CHAPTER 5
CAN MESSAGING
5.1 CAN ADDRESS CLAIMING
5.1.1 Prerequisite Knowledge
It is assumed that the reader has some level of familiarity with CAN networking and terminology, and the AB product.
This information is not intended to be a tutorial on CAN, nor AB product operation, but rather a resource for information
concerning the requirements and techniques involved in implementing a CAN control interface to the AB product.
5.1.2 CAN Physical Layer
AB CAN physical layer requirements are the same as the SAE J1939 Standard:
• CAN 2.0B devices
• 29 bit CAN message headers
• 250K bits per second
• Proper bus wiring, terminations, etc.
5.1.3 Address Claiming
Rather than using a pre-assigned CAN node address, AB devices use the J1939 method of address claiming, detailed in ‘SAE
J1939-81 Network Management’. Although the integrator must be aware of this, it is not necessary for them to understand or
use this technique.
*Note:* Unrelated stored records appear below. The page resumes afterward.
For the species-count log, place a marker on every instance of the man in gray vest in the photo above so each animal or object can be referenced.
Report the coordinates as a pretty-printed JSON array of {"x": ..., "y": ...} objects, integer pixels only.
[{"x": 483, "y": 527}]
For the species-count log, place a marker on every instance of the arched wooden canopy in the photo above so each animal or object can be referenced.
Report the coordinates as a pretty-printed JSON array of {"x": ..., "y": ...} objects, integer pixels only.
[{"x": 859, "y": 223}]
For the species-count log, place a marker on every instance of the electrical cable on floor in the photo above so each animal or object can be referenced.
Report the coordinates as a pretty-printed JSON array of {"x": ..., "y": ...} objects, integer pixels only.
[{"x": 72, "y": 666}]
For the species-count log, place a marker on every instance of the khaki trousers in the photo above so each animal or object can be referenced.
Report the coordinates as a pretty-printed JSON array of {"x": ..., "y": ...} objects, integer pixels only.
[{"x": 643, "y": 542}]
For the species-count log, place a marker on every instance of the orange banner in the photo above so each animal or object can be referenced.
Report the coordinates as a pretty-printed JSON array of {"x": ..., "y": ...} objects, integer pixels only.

Integrator considerations regarding this are summarized in Appendix A.
5.1.4 General Message Characteristics
To allow AB devices to cooperatively communicate on a vehicle bus shared with other message traffic, all AB messages utilize
the point-to-point and broadcast ranges of message IDs set aside in ‘SAE J1939-71 Vehicle Application Layer’ for vendors to use
to transmit data not otherwise defined in the J1939 specification. The messages are structured as follows:
Header (29 bits) 2 22 11 00 0
8...43...... 65.....87 ......0
[A]
0011101111 [ B ] [ C ]
[A] = 3 bits, Priority (7 = 111 = lowest, 0 = 000 = highest)
2 bits, 00
8 bits, 0xEF
[B] = 8 bits, Target node, or 0xFF for Broadcast
[C] = 8 bits, Source node
Note that the Priority field is used only for bus arbitration. All messages are
parsed based on the low order 26 bits of the header.
Data length – 1 to 8 bytes
Data byte 0 – Message type
Data bytes [1-7] – Data for message type (0 to 7 bytes)
No logical messages are spanned across multiple physical CAN messages.